Nel 2023, calano (-2%) i ricavi sviluppati dalle principali 16 aziende italiane di tessuti e filati
Si attestano a 2,4 miliardi di euro i ricavi sviluppati nel 2023 da un campione formato da 16 aziende italiane di tessuti e filati. Il dato, in calo di poco meno del 2% rispetto ai 2,5 miliardi del 2022, emerge da un’analisi condotta da Pambianco sui big del tessile Made in Italy. L’indagine rivela che, risalita la china della crisi pandemica e lasciato alle spalle un 2022 di euforia post-Covid, il vento del “new normal” ha attraversato tutta la filiera fashion, da monte a valle.
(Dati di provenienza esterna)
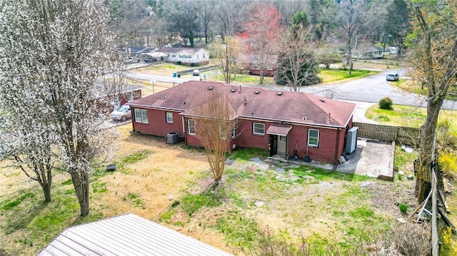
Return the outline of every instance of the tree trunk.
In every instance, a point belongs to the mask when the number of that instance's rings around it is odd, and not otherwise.
[[[429,96],[430,97],[430,96]],[[443,99],[428,101],[427,118],[421,127],[421,150],[419,151],[419,168],[416,180],[417,198],[419,203],[427,197],[431,189],[431,165],[434,159],[435,130],[438,122],[438,116]]]
[[[89,215],[89,174],[74,170],[71,180],[79,203],[81,216],[86,216]]]
[[[41,188],[44,193],[44,202],[51,202],[51,184],[48,183]]]

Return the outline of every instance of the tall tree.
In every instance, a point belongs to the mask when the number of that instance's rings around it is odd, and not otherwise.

La performance del 2023 regisrata dalle 16 aziende italiane di tessuti e filati da un lato suggella il definitivo superamento dell’era del Covid e il gap con l’anno spartiacque che ha rappresentato il 2019 ma, al contempo, immortala una congiuntura caratterizzata da criticità e moti di assestamento per tutta la fashion industry e in particolare per il monte della sua filiera.
Nell’ambito del campione analizzato da Pambianco il Gruppo Marzotto si riconferma capofila: nel 2023 ha registrato una crescita del 7,6%, totalizzando ricavi per 398 milioni di euro, contro i 370 del 2022. Sul podio delle 16 aziende italiane produttrici di tessuti e filati seguono il Gruppo Carvico e Fulgar. Il primo ha riportato nel 2023 un calo del 21,7% per un fatturato di 291 milioni di euro, contro i quasi 370 del 2022. Fulgar ha archiviato il 2023 con un calo del 24% per 184 milioni di euro, contro i 242 di un anno prima. La frenata del Gruppo Carvico e Fulgar, specializzati, rispettivamente, nella produzione di tessuti indemagliabili e nella lavorazione del nylon, porta a una riflessione sulle performance dei tessuti tecnici: dopo il boom del 2022, oggi vive una fase di ridimensionamento come emerge dalla parabola discendente dello sportswear.
Fuori dal podio, si collocano il gruppo tessile Limonta, rallentato del 3,4% a 171 milioni di euro, contro i 177 milioni dell’anno precedente. A chiudere il ranking, il lanificio Botto Giuseppe e il player comasco Clerici Tessuto, produttore tessile per il mondo luxury, che, invece, hanno archiviato in crescita l’annata rispettivamente a 75 e 62 milioni di euro (+7,1% e +1,6%).
Guardando al campione delle 16 aziende italiane produttrici di tessuti e filati, la performance più brillante è stata quella di Mantero Seta, che nel 2023 ha messo a segno un incremento del 26,3% a quota 102 milioni di euro, probabilmente da attribuire ai recenti investimenti dell’azienda nell’innovazione tecnologica. Menzione d’onore per il Gruppo Piacenza 1733, in progressione del 20,2% a 113 milioni di euro. Il gruppo a fine 2022 ha aumentato il suo perimetro attraverso alcune acquisizioni di filiera, ovvero Lanificio F.lli Cerruti e Arte Tessile, seguite da Filatura Cardata Lanefil (integrata solo lo scorso novembre, quindi dall’impatto marginale sul bilancio 2023, ndr.)
Che il comparto tessile Made in Italy avesse vissuto nel 2023 ma anche a per tutta la prima parte del 2024, un momento di assestamento e rimodulazione di risorse e ritmi era emerso all’inizio dell’anno, in particolare in occasione della 38° edizione di Milano Unica. Nel 2023, il fatturato del tessile si era attestato a 7,7 miliardi di euro, in flessione del 2,5% sul 2022, seppur in crescita del 2,2% sul 2019 e con un calo anche sul fronte delle esportazioni (-2,7%). A pesare sulla performance dell’anno passato, dopo un primo semestre che ha vissuto ancora di rendita sui fasti del 2022, soprattutto una seconda metà in chiaroscuro. E per quanto riguarda il 2024, le previsioni e il sentiment impongono la cautela e si deve sperare in una nuova fase di rilancio per la seconda parte dell’anno, di cui però ancora è difficile cogliere i segnali, mentre il 2025 appare indecifrabile.
L’ago della bilancia sarà la ripresa dei consumi: solo il ritorno ai consueti ritmi del mercato, fisiologicamente rallentati dopo l’impennata post-pandemica, permetterà di uscire dall’impasse dei magazzini pieni e degli stock ancora da smaltire.